Рязанцев покраснел и отвернулся.

Николай Петрович поднялся на сцену, постучал карандашом о стол.

– Все коммунисты и приглашенные собрались, – объявил он. – Есть предложение начать партийное собрание.

Избрали президиум: Кутейников, Сухов, Глазков. Утвердили повестку дня. Николай Петрович предоставил слово докладчику Глазкову.

Алексей мучительно и долго строил первую фразу доклада, после каждого слова растягивая «во-от». Чувствуя мелкую дрожь в кончиках пальцев, Алексей скользил взглядом по рядам, отыскивая «точку опоры». Рядом с отцом он заметил Родионова. Лаврентий Сергеевич погрозил ему пальцем. Дескать, чего же ты, говорить разучился, что ли?

Но скоро Алексей настроился, увлекся, горячо и с подъемом заговорил о положении в районе и области, о необходимости срочно перестраивать работу и отношение к ней.

Минут через десять приехал Дубов.

– Здравствуйте, товарищи! – поздоровался Виталий Андреевич. – Прошу извинить за опоздание, – он быстро прошел по залу и сел в первом ряду. – Продолжай, Глазков.

– Наша задача, – говорил Алексей, – сегодня заключается в следующем: организация и организованность, ответственность и дисциплина, точный расчет наших сил, способностей и возможностей. Что касается полеводства, то мы должны самое большее в три дня произвести летний посев кормовых культур. На тех полях, где посевы уже погибли. Вторая задача заключается в том, чтобы через неделю дать воду в Кругленькое озеро.

Затем Глазков перешел к животноводству. Привел свои расчеты по поголовью скота, которое можно будет оставить в зиму. Когда он сказал, что придется временно ликвидировать свиноферму и за счет выбраковки сократить дойное стадо, в зале сразу зашумели.

– Мера эта вынужденная, – Алексей чуть повысил голос. – И расчеты пока предварительные. Все будет зависеть от того, сколько мы заготовим кормов, то есть зависит полностью от нас, от нашей работы и нашей старательности.

Едва после доклада Кутейников спросил, кто желает выступить, как в задних рядах подняла руку доярка Антонида Лебедева. Не дожидаясь приглашения, она сдернула с головы косынку и, размахивая ею, торопливо пошла по проходу к сцене.

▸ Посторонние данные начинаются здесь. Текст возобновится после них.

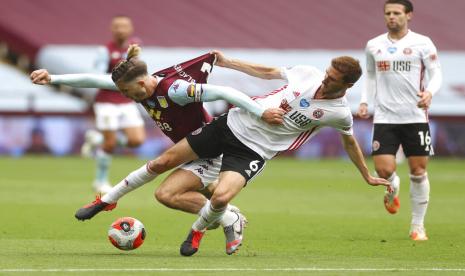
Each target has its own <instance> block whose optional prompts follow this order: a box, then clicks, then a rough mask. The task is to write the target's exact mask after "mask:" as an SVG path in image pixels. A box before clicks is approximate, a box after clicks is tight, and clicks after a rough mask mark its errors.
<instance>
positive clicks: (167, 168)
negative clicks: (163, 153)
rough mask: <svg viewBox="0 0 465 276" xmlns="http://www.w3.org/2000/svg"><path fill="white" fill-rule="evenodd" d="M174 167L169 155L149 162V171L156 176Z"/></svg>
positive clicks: (171, 159)
mask: <svg viewBox="0 0 465 276" xmlns="http://www.w3.org/2000/svg"><path fill="white" fill-rule="evenodd" d="M173 167H175V164H174V160H173V158H171V155H170V154H166V153H164V154H162V155H161V156H159V157H158V158H157V159H155V160H152V161H151V162H150V169H151V170H152V171H154V172H156V173H158V174H161V173H164V172H166V171H168V170H170V169H172V168H173Z"/></svg>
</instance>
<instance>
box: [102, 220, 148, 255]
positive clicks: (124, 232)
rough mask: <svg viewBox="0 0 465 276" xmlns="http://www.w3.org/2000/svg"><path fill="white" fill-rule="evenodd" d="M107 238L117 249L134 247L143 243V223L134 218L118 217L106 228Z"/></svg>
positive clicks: (138, 246) (144, 228) (122, 249)
mask: <svg viewBox="0 0 465 276" xmlns="http://www.w3.org/2000/svg"><path fill="white" fill-rule="evenodd" d="M108 239H109V240H110V242H111V244H113V245H114V246H115V247H116V248H118V249H121V250H133V249H136V248H138V247H139V246H141V245H142V243H144V239H145V228H144V225H143V224H142V222H140V221H139V220H137V219H135V218H131V217H123V218H119V219H117V220H116V221H115V222H113V223H112V224H111V226H110V229H108Z"/></svg>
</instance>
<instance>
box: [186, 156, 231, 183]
mask: <svg viewBox="0 0 465 276" xmlns="http://www.w3.org/2000/svg"><path fill="white" fill-rule="evenodd" d="M221 159H222V156H219V157H216V158H212V159H197V160H194V161H191V162H189V163H186V164H183V165H181V166H179V168H180V169H183V170H187V171H190V172H192V173H193V174H195V175H196V176H198V177H199V178H200V180H201V181H202V184H203V186H204V187H208V185H210V184H211V183H213V182H214V181H215V180H217V179H218V177H219V174H220V169H221Z"/></svg>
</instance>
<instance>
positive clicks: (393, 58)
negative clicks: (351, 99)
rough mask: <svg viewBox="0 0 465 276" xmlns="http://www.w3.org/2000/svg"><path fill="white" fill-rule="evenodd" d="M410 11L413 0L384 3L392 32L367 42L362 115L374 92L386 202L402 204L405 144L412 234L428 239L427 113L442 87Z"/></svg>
mask: <svg viewBox="0 0 465 276" xmlns="http://www.w3.org/2000/svg"><path fill="white" fill-rule="evenodd" d="M412 12H413V6H412V3H411V2H410V1H409V0H388V1H386V2H385V5H384V19H385V21H386V26H387V29H388V32H387V33H384V34H382V35H379V36H377V37H375V38H373V39H371V40H370V41H368V43H367V46H366V63H367V78H366V87H365V89H364V90H363V92H362V99H361V103H360V107H359V110H358V115H359V116H360V117H362V118H368V117H369V116H368V113H367V107H368V104H367V98H368V94H369V93H374V98H375V100H374V120H373V122H374V133H373V145H372V154H373V160H374V163H375V168H376V172H377V173H378V175H379V176H380V177H382V178H385V179H387V180H389V181H390V182H391V183H392V187H391V188H388V190H387V191H386V194H385V196H384V205H385V207H386V210H387V211H388V212H389V213H391V214H395V213H397V211H398V209H399V208H400V202H399V198H398V194H399V188H400V186H399V185H400V179H399V176H397V174H396V161H395V155H396V152H397V150H398V149H399V146H400V145H402V148H403V150H404V153H405V155H406V157H407V158H408V164H409V167H410V201H411V205H412V220H411V227H410V232H409V235H410V238H411V239H413V240H427V239H428V237H427V235H426V232H425V228H424V223H423V222H424V217H425V214H426V209H427V206H428V201H429V190H430V184H429V180H428V174H427V172H426V166H427V163H428V156H430V155H432V154H433V148H432V144H431V136H430V135H431V133H430V130H429V125H428V113H427V111H428V108H429V106H430V104H431V99H432V97H433V95H434V93H436V92H437V91H438V90H439V88H440V86H441V82H442V73H441V67H440V64H439V60H438V56H437V50H436V47H435V46H434V44H433V42H432V41H431V39H430V38H428V37H426V36H424V35H420V34H417V33H415V32H412V31H411V30H409V29H408V22H409V21H410V19H411V18H412ZM425 71H426V72H427V73H428V76H429V81H428V82H426V81H425Z"/></svg>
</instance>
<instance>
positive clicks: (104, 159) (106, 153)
mask: <svg viewBox="0 0 465 276" xmlns="http://www.w3.org/2000/svg"><path fill="white" fill-rule="evenodd" d="M95 162H96V172H95V180H96V181H97V182H98V183H104V182H108V170H109V168H110V164H111V154H108V153H106V152H105V151H104V150H102V149H100V148H99V149H97V152H96V154H95Z"/></svg>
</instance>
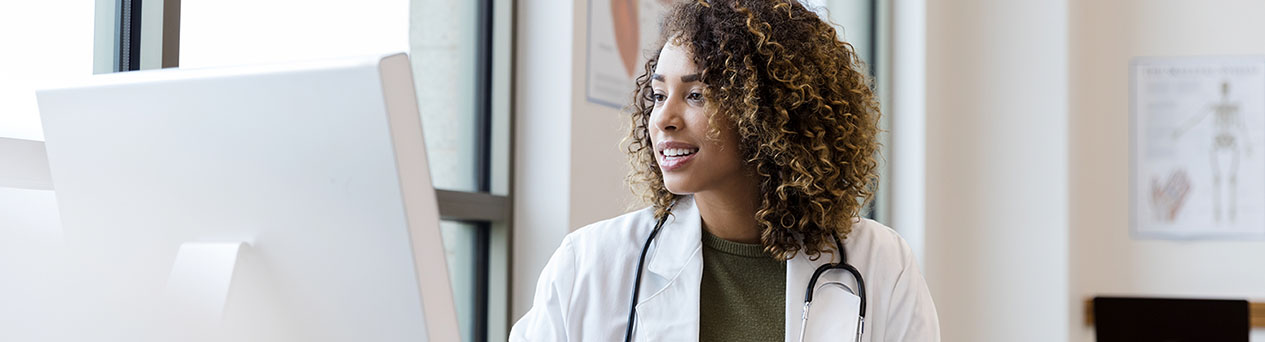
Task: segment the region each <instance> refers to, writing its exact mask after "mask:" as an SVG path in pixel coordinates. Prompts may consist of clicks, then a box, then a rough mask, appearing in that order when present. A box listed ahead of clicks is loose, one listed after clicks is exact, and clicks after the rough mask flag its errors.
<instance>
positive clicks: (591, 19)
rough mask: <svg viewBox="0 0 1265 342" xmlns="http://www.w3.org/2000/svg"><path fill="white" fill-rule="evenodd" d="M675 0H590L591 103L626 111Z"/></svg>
mask: <svg viewBox="0 0 1265 342" xmlns="http://www.w3.org/2000/svg"><path fill="white" fill-rule="evenodd" d="M672 4H674V0H589V1H588V51H587V56H586V58H587V60H588V61H587V65H586V67H587V70H586V75H584V77H587V84H586V91H587V98H588V101H591V103H597V104H602V105H607V106H611V108H624V106H625V105H629V104H630V101H631V100H632V90H634V87H635V86H634V82H632V81H634V80H635V79H636V76H638V75H640V73H641V72H643V70H644V68H645V61H646V58H648V57H649V56H648V54H646V53H653V52H654V51H655V49H657V48H655V47H654V46H653V44H654V43H655V41H658V38H659V24H660V23H662V22H663V14H664V11H665V10H667V9H668V6H670V5H672Z"/></svg>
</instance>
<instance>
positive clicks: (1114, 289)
mask: <svg viewBox="0 0 1265 342" xmlns="http://www.w3.org/2000/svg"><path fill="white" fill-rule="evenodd" d="M1070 8H1071V10H1070V22H1071V34H1070V37H1071V42H1073V43H1071V46H1070V63H1071V75H1070V89H1071V92H1070V127H1069V134H1070V137H1071V139H1070V152H1071V153H1070V166H1071V168H1070V170H1071V171H1070V175H1069V177H1070V181H1069V185H1070V187H1069V191H1070V198H1071V199H1073V201H1071V203H1070V208H1069V210H1070V241H1071V248H1073V251H1074V252H1073V253H1071V255H1070V262H1071V263H1070V266H1071V276H1073V277H1071V289H1070V298H1069V300H1070V303H1071V304H1073V305H1074V307H1073V308H1074V309H1073V310H1071V319H1070V322H1069V323H1070V324H1071V327H1070V331H1071V338H1073V341H1093V329H1092V328H1090V327H1085V326H1084V324H1083V322H1084V317H1083V313H1082V309H1080V305H1082V304H1080V303H1082V301H1083V300H1084V299H1087V298H1090V296H1093V295H1099V294H1127V295H1157V296H1195V298H1249V299H1252V298H1254V299H1256V300H1261V299H1265V241H1193V242H1174V241H1135V239H1132V238H1130V236H1128V175H1130V174H1128V117H1130V113H1128V98H1130V96H1128V91H1130V89H1128V62H1130V58H1132V57H1137V56H1240V54H1255V56H1260V54H1265V39H1262V37H1261V33H1262V32H1265V20H1261V18H1260V14H1261V13H1265V3H1261V1H1243V0H1207V1H1180V0H1130V1H1097V0H1074V1H1071V6H1070ZM1252 339H1254V341H1265V331H1262V329H1254V332H1252Z"/></svg>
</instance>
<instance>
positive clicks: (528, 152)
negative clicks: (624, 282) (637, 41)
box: [511, 0, 635, 322]
mask: <svg viewBox="0 0 1265 342" xmlns="http://www.w3.org/2000/svg"><path fill="white" fill-rule="evenodd" d="M587 5H588V0H550V1H533V3H519V8H517V19H516V22H517V23H516V28H517V32H516V34H517V42H516V43H515V44H516V46H515V51H516V52H517V57H516V58H517V61H516V66H515V72H516V81H515V91H516V94H515V101H516V103H515V115H516V117H515V122H516V123H515V125H516V127H515V128H516V130H515V134H516V137H515V153H516V156H515V176H514V179H515V181H514V184H515V185H514V186H515V189H514V205H515V208H514V232H515V233H514V261H512V266H514V271H512V272H514V274H512V279H511V281H512V284H514V285H512V288H514V289H512V293H511V295H512V301H514V303H512V308H511V322H512V320H517V318H519V317H522V314H524V313H526V310H528V309H530V308H531V298H533V295H534V291H535V285H536V279H538V277H539V275H540V270H541V269H543V267H544V265H545V262H546V261H548V260H549V256H550V255H553V252H554V250H555V248H558V244H559V243H560V242H562V238H563V236H565V234H567V233H569V232H571V231H573V229H574V228H578V227H583V225H584V224H589V223H593V222H597V220H601V219H606V218H612V217H616V215H619V214H622V213H625V212H629V209H631V208H632V206H630V203H635V200H632V196H631V193H630V191H629V190H627V186H626V184H625V181H624V175H626V174H627V171H626V170H627V167H626V161H625V157H624V153H622V152H621V149H620V148H619V143H620V139H621V138H622V137H624V125H621V124H622V123H624V117H621V114H620V111H619V110H616V109H612V108H607V106H602V105H597V104H591V103H588V101H587V100H586V96H584V56H586V54H584V49H586V48H587V46H586V42H587V37H586V34H587V30H586V22H584V20H586V19H584V16H583V14H584V13H587V11H588V8H587ZM629 90H630V91H631V85H630V89H629Z"/></svg>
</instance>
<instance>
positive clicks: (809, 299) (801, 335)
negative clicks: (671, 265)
mask: <svg viewBox="0 0 1265 342" xmlns="http://www.w3.org/2000/svg"><path fill="white" fill-rule="evenodd" d="M673 205H676V203H673V204H672V205H669V206H668V208H669V209H668V212H667V213H664V214H663V215H662V217H659V222H658V223H655V224H654V229H653V231H650V237H649V238H646V239H645V246H643V247H641V257H640V258H638V262H636V279H635V280H634V281H632V304H631V305H630V307H629V326H627V331H625V332H624V342H629V341H632V323H634V322H635V319H636V300H638V296H639V295H640V293H641V269H643V267H644V263H645V253H646V251H650V242H653V241H654V237H655V236H658V234H659V231H660V229H662V228H663V223H664V222H667V220H668V214H670V213H672V209H670V208H672V206H673ZM831 237H834V238H835V246H836V247H837V248H839V255H840V260H839V263H826V265H821V266H818V267H817V270H816V271H813V272H812V277H811V279H810V280H808V289H807V290H805V294H803V314H802V315H801V317H799V319H801V322H799V341H801V342H803V333H805V328H807V327H808V310H810V309H812V294H813V291H816V290H817V289H821V288H826V286H837V288H840V289H841V290H844V291H848V293H850V294H854V295H856V296H859V298H860V299H861V305H860V313H859V314H858V315H859V317H860V319H858V320H856V339H855V341H858V342H860V341H861V333H863V332H864V331H865V280H863V279H861V272H860V271H858V270H856V267H853V265H849V263H848V251H846V250H844V243H842V241H840V239H839V234H831ZM839 269H841V270H845V271H848V272H849V274H853V277H855V279H856V291H855V293H854V291H853V290H851V289H850V288H848V285H844V284H842V282H834V281H832V282H826V284H822V285H821V286H817V277H820V276H821V274H825V272H826V271H830V270H839Z"/></svg>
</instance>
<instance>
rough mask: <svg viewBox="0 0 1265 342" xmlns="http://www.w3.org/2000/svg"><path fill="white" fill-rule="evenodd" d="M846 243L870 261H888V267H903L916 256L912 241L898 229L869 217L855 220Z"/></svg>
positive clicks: (845, 245) (853, 222) (844, 243)
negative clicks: (870, 218) (912, 244)
mask: <svg viewBox="0 0 1265 342" xmlns="http://www.w3.org/2000/svg"><path fill="white" fill-rule="evenodd" d="M844 244H845V246H846V247H848V248H849V251H856V252H858V253H856V255H858V257H860V258H865V261H868V262H874V263H888V265H884V266H887V267H893V266H896V267H902V266H906V263H910V262H912V261H913V260H915V258H916V257H915V255H913V250H912V248H910V243H907V242H906V241H904V238H903V237H901V234H899V233H898V232H896V229H892V228H891V227H887V225H885V224H882V223H879V222H877V220H873V219H868V218H855V219H854V220H853V232H851V233H849V234H848V239H846V241H845V242H844ZM851 256H853V253H849V257H851ZM887 267H884V269H887Z"/></svg>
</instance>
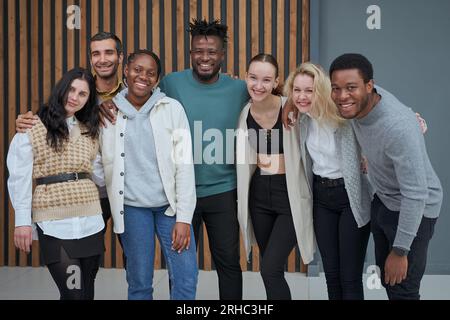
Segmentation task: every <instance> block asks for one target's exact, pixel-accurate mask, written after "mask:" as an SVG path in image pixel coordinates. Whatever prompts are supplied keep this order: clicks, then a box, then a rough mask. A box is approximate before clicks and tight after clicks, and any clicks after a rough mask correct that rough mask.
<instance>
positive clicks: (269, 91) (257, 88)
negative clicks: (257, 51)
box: [245, 61, 279, 102]
mask: <svg viewBox="0 0 450 320" xmlns="http://www.w3.org/2000/svg"><path fill="white" fill-rule="evenodd" d="M276 72H277V70H276V69H275V66H273V65H272V64H271V63H269V62H261V61H254V62H252V63H251V64H250V66H249V67H248V71H247V75H246V78H245V81H246V82H247V90H248V93H249V95H250V97H251V98H252V101H253V102H260V101H263V100H264V99H266V98H267V97H269V96H270V95H271V94H272V90H273V89H274V88H276V87H277V86H278V82H279V79H278V77H277V76H276Z"/></svg>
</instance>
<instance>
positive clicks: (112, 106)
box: [99, 100, 117, 128]
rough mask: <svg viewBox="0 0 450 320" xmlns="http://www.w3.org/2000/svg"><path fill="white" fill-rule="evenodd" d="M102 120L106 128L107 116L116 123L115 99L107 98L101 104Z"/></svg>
mask: <svg viewBox="0 0 450 320" xmlns="http://www.w3.org/2000/svg"><path fill="white" fill-rule="evenodd" d="M99 108H100V122H101V124H102V125H103V126H104V127H105V128H106V122H105V118H106V119H108V120H109V122H111V123H112V124H116V115H117V106H116V105H115V103H114V101H112V100H106V101H103V102H102V103H101V104H100V107H99Z"/></svg>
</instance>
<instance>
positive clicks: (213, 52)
mask: <svg viewBox="0 0 450 320" xmlns="http://www.w3.org/2000/svg"><path fill="white" fill-rule="evenodd" d="M191 46H192V49H191V64H192V71H193V73H194V76H195V78H196V79H197V80H198V81H200V82H202V83H214V82H215V81H217V79H218V75H219V71H220V68H221V66H222V61H223V59H224V48H223V43H222V40H221V39H220V38H219V37H218V36H206V37H205V36H194V37H193V38H192V43H191Z"/></svg>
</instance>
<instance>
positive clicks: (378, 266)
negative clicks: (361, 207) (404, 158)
mask: <svg viewBox="0 0 450 320" xmlns="http://www.w3.org/2000/svg"><path fill="white" fill-rule="evenodd" d="M398 217H399V212H398V211H390V210H389V209H388V208H387V207H386V206H385V205H384V204H383V203H382V202H381V200H380V199H379V198H378V197H377V196H376V195H375V198H374V200H373V201H372V209H371V221H372V222H371V225H372V228H371V229H372V234H373V239H374V241H375V259H376V263H377V266H378V267H379V268H380V271H381V283H382V284H383V286H384V287H385V288H386V292H387V295H388V298H389V299H390V300H419V299H420V294H419V290H420V281H421V280H422V277H423V274H424V272H425V267H426V264H427V251H428V244H429V242H430V240H431V237H432V236H433V233H434V225H435V223H436V220H437V219H431V218H426V217H423V218H422V221H421V223H420V226H419V229H418V231H417V235H416V237H415V238H414V241H413V243H412V244H411V248H410V251H409V254H408V272H407V277H406V279H405V280H403V281H402V282H401V283H400V284H396V285H394V286H390V285H386V284H385V283H384V264H385V262H386V258H387V256H388V255H389V253H390V252H391V250H392V245H393V243H394V239H395V235H396V233H397V227H398Z"/></svg>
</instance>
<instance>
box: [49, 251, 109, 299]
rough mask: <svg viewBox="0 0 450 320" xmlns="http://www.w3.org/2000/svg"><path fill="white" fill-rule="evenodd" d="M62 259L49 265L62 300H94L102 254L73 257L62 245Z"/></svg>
mask: <svg viewBox="0 0 450 320" xmlns="http://www.w3.org/2000/svg"><path fill="white" fill-rule="evenodd" d="M60 249H61V258H60V259H61V260H60V261H59V262H55V263H52V264H49V265H47V268H48V270H49V271H50V274H51V276H52V278H53V280H54V281H55V283H56V286H57V287H58V289H59V293H60V299H61V300H94V282H95V276H96V275H97V272H98V268H99V264H100V255H96V256H92V257H86V258H77V259H71V258H70V257H69V256H68V255H67V253H66V252H65V250H64V248H63V247H61V248H60Z"/></svg>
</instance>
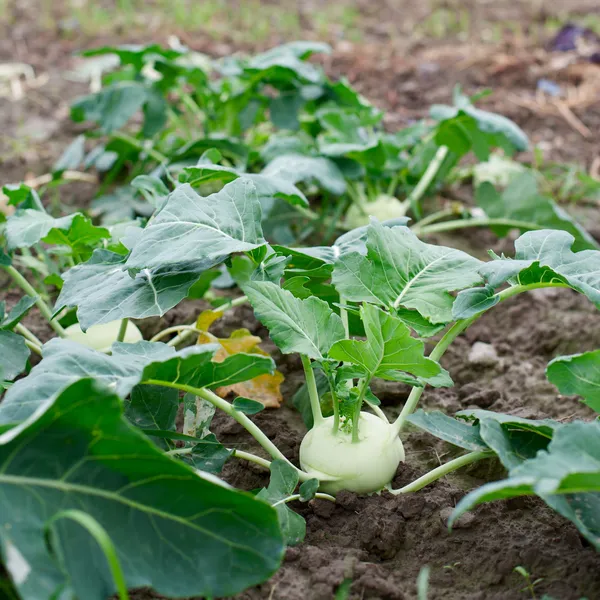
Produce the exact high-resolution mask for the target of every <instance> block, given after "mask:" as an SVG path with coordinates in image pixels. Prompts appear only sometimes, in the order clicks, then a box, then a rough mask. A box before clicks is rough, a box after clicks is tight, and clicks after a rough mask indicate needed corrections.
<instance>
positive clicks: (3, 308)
mask: <svg viewBox="0 0 600 600" xmlns="http://www.w3.org/2000/svg"><path fill="white" fill-rule="evenodd" d="M36 300H37V298H32V297H31V296H23V297H22V298H21V299H20V300H19V301H18V302H17V303H16V304H15V305H14V306H13V307H12V309H11V310H10V311H9V313H8V314H6V315H5V314H4V306H2V307H1V310H0V330H8V329H13V328H14V326H15V325H16V324H17V323H19V321H21V319H22V318H23V317H25V315H26V314H27V313H28V312H29V310H30V309H31V308H32V307H33V306H34V305H35V301H36ZM3 304H4V303H3V302H0V305H3Z"/></svg>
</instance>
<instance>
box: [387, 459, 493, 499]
mask: <svg viewBox="0 0 600 600" xmlns="http://www.w3.org/2000/svg"><path fill="white" fill-rule="evenodd" d="M492 456H494V453H493V452H469V454H464V455H463V456H459V457H458V458H455V459H454V460H451V461H449V462H447V463H446V464H444V465H440V466H439V467H437V468H436V469H433V470H432V471H429V473H425V475H423V476H422V477H419V478H418V479H415V480H414V481H411V482H410V483H409V484H408V485H405V486H404V487H401V488H399V489H397V490H392V489H388V491H389V492H390V493H391V494H394V495H398V494H408V493H410V492H417V491H419V490H420V489H422V488H424V487H425V486H427V485H429V484H430V483H433V482H434V481H437V480H438V479H440V478H441V477H444V475H448V473H452V471H456V470H457V469H460V468H461V467H465V466H466V465H470V464H471V463H474V462H477V461H478V460H481V459H483V458H491V457H492Z"/></svg>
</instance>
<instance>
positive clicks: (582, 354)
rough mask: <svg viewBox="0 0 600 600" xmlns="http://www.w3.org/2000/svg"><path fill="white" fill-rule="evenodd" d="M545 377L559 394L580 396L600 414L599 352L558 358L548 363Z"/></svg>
mask: <svg viewBox="0 0 600 600" xmlns="http://www.w3.org/2000/svg"><path fill="white" fill-rule="evenodd" d="M546 375H547V376H548V380H549V381H550V382H551V383H553V384H554V385H555V386H556V387H557V388H558V389H559V391H560V393H561V394H567V395H577V396H581V397H582V399H583V401H584V402H585V403H586V404H587V405H588V406H589V407H590V408H592V409H593V410H595V411H596V412H600V350H594V351H592V352H584V353H583V354H573V355H571V356H559V357H557V358H555V359H554V360H551V361H550V362H549V363H548V367H547V368H546Z"/></svg>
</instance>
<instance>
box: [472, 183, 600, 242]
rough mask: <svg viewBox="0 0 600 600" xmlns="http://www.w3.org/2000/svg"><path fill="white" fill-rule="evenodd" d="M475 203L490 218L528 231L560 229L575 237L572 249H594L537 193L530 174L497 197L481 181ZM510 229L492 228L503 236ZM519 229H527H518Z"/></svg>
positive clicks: (563, 217)
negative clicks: (513, 223) (520, 224)
mask: <svg viewBox="0 0 600 600" xmlns="http://www.w3.org/2000/svg"><path fill="white" fill-rule="evenodd" d="M475 197H476V200H477V204H479V206H480V207H481V208H483V210H484V211H485V213H486V214H487V216H488V217H490V218H492V219H500V218H505V219H513V220H516V221H520V222H527V223H530V224H531V225H530V227H529V229H540V228H545V229H562V230H564V231H568V232H569V233H570V234H572V235H573V236H574V237H575V244H574V246H573V249H574V250H585V249H598V243H597V242H596V241H595V240H594V238H593V237H592V236H591V235H590V234H589V233H588V232H587V231H586V230H585V229H584V228H583V227H582V226H581V225H580V224H579V223H577V222H576V221H575V220H574V219H572V218H571V217H570V216H569V215H568V214H567V213H566V212H565V211H564V210H563V209H562V208H560V207H559V206H557V205H556V204H555V203H554V202H553V201H552V200H551V199H550V198H546V197H545V196H542V195H541V194H540V193H539V190H538V184H537V179H536V177H535V175H534V174H533V173H523V174H522V175H519V176H517V177H516V178H515V179H514V180H513V181H511V182H510V183H509V185H508V186H507V187H506V189H505V190H504V191H503V192H502V194H499V193H498V192H497V191H496V189H495V188H494V186H493V185H492V184H491V183H487V182H484V183H482V184H481V185H480V186H479V187H478V188H477V192H476V194H475ZM510 229H511V227H494V228H493V230H494V232H495V233H496V234H498V235H500V236H505V235H507V234H508V232H509V231H510ZM521 229H527V228H526V227H522V228H521Z"/></svg>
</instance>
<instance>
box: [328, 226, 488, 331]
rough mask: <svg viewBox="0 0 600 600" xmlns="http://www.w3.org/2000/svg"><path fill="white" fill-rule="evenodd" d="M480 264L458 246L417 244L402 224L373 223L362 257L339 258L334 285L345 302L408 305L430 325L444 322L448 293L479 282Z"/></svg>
mask: <svg viewBox="0 0 600 600" xmlns="http://www.w3.org/2000/svg"><path fill="white" fill-rule="evenodd" d="M481 265H482V263H481V262H480V261H479V260H477V259H476V258H473V257H472V256H469V255H468V254H465V253H464V252H461V251H460V250H454V249H452V248H446V247H444V246H435V245H432V244H426V243H424V242H421V241H420V240H419V239H418V238H417V237H416V236H415V235H414V234H413V233H412V232H411V231H410V230H409V229H408V228H406V227H391V228H390V227H383V226H382V225H381V224H380V223H378V222H376V221H373V222H372V223H371V225H370V226H369V229H368V238H367V256H362V255H361V254H359V253H356V252H351V253H349V254H346V255H344V256H340V257H339V258H338V261H337V263H336V265H335V269H334V271H333V283H334V285H335V287H336V288H337V290H338V291H339V292H340V294H341V295H342V296H344V297H345V298H346V299H348V300H350V301H353V302H368V303H371V304H378V305H380V306H384V307H386V308H388V309H391V310H397V309H398V308H399V307H405V308H412V309H415V310H417V311H418V312H419V314H420V315H421V316H422V317H424V318H425V319H427V320H428V321H430V322H431V323H448V322H450V321H451V320H452V303H453V302H454V298H453V296H452V295H451V294H450V292H452V291H455V290H460V289H463V288H466V287H470V286H472V285H474V284H476V283H478V282H479V281H481V276H480V275H479V273H478V272H477V271H478V269H479V268H480V267H481Z"/></svg>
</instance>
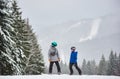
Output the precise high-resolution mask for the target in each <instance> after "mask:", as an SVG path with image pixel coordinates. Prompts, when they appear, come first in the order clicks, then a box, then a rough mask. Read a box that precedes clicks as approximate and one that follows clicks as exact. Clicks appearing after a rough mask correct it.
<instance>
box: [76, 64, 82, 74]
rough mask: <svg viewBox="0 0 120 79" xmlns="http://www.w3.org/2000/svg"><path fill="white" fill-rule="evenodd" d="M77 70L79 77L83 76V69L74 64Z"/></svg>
mask: <svg viewBox="0 0 120 79" xmlns="http://www.w3.org/2000/svg"><path fill="white" fill-rule="evenodd" d="M74 66H75V68H76V69H77V71H78V73H79V75H81V74H82V72H81V69H80V68H79V67H78V65H77V63H75V64H74Z"/></svg>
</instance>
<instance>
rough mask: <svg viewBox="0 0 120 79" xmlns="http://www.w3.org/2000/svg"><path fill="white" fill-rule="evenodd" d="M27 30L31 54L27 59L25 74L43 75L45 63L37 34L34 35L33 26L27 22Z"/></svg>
mask: <svg viewBox="0 0 120 79" xmlns="http://www.w3.org/2000/svg"><path fill="white" fill-rule="evenodd" d="M26 24H27V25H26V29H27V30H28V33H29V35H28V38H30V41H29V42H30V45H31V47H30V53H29V55H28V58H27V62H26V67H25V72H26V74H28V75H31V74H34V75H36V74H41V73H43V72H44V61H43V56H42V53H41V49H40V46H39V45H38V41H37V38H36V35H35V33H33V30H32V28H31V26H30V25H29V21H28V20H27V23H26Z"/></svg>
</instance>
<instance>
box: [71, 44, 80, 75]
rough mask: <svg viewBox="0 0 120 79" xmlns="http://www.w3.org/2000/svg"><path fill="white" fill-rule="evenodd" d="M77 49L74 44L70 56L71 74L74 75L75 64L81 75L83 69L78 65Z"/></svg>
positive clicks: (78, 71)
mask: <svg viewBox="0 0 120 79" xmlns="http://www.w3.org/2000/svg"><path fill="white" fill-rule="evenodd" d="M75 50H76V47H74V46H73V47H71V56H70V64H69V69H70V75H73V69H72V66H73V65H74V66H75V68H76V69H77V71H78V73H79V75H81V70H80V68H79V67H78V65H77V54H78V52H76V51H75Z"/></svg>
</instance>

Бойкая на язык Антонида верховодит на молочном комплексе и атмосфера там часто зависит от ее весьма переменчивого настроения. Сухов не раз жаловался на Антониду, но у Глазкова было на этот счет свое мнение. «Не жаловаться надо, – выговаривал он Степану Федоровичу, – а самому расторопнее быть». Но сейчас Глазков встревожился: вдруг да ляпнет что Лебедева.

– Это что же такое получается? – спросила Антонида, все еще размахивая косынкой. – Еще ничем ничего, а они уже план составили, как коров на мясо перевести. Это наших-то коров? За кои-то годы завели добрый скот – и губить? Нет, дорогие мои, такой номер не пройдет! Мы, доярки, промеж себя так говорим: какой бы корм нынче ни был, а свое дело не бросим, с фермы не побежим. Что от нас зависит, все будет по совести! Верно, бабы, говорю? – обратилась Антонида к дояркам, сидящим отдельной кучкой.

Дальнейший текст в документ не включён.